第96話:ギフテッドたちの狂宴
生活のセットアップも落ち着き、いよいよエマの「ギフテッド・ユース・プログラム」初日。
音楽大学のキャンパスには、世界中から選抜された子供たちが集まっていた。
そこでエマは、初めての**「挫折」**を知ることになる。
オリエンテーション後のセッション。
五歳のロシア人の男の子がピアノに向かった。
彼が弾き始めたのは、ラフマニノフの超絶技巧曲。小さな手が鍵盤の上を舞い、大人顔負けの表現力で空間を支配した。
次は、七歳の中国人の女の子。
彼女はバイオリンを構えながら、黒板に書かれた複雑な数式を暗算で解いてみせた。
「音楽と数学は同じ言語です」と流暢な英語で語る。
エマは、パープルのランドセルを抱きしめたまま、固まっていた。
日本では「天才」「神童」ともてはやされた。
でも、ここでは自分が「普通」に見える。
上には上がいる。化け物のような才能たちが、ゴロゴロいる。
「……わたし、すごくないかも」
帰り道、エマはポツリと言った。
「みんな、えいごペラペラだし、わたしよりうまいし……」
自信を喪失しかけている娘に、私は何を言えばいいか迷った。
しかし、蓮はニヤリと笑って、エマの目線に合わせてしゃがみ込んだ。
「エマ。悔しい?」
「……うん。ちょっと、こわい」
「それは素晴らしいことだ」
蓮は言った。
「『井の中の蛙』が海を知ったんだ。怖いのは、世界が広いからだ。でもね、エマ。君は今日、その化け物たちと同じステージに立ったんだよ」
蓮はエマの背中を叩いた。
「君のドラムは、誰にも真似できない『グルーヴ(揺らぎ)』がある。正確さだけならAIでいい。でも、君の音には感情がある。
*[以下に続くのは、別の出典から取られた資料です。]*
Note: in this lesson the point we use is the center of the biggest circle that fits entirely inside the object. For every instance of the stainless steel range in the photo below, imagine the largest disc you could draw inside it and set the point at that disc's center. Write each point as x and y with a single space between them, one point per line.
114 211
……明日、あいつらをビビらせておいで」
翌日。
ドラムの前に座ったエマの目は、変わっていた。
恐怖はない。あるのは、闘争心(チャレンジャー精神)。
彼女が叩き出したビートは、昨日までの正確無比なものとは違った。
怒り、焦り、そして喜び。
感情を爆発させたような、荒々しくも美しいポリリズム。
演奏が終わった瞬間。
あのピアノの天才少年が、目を丸くして立ち上がり、拍手をした。
「Cool! Let's jam together!(すげえ! 一緒にやろうぜ!)」
言葉の壁を超えて、音が繋がった。
エマが笑った。
ここだ。ここが私の居場所だ。
その様子をガラス越しに見守りながら、私と蓮はハイタッチをした。
最強の遺伝子は、海を越えてさらに進化したのだ。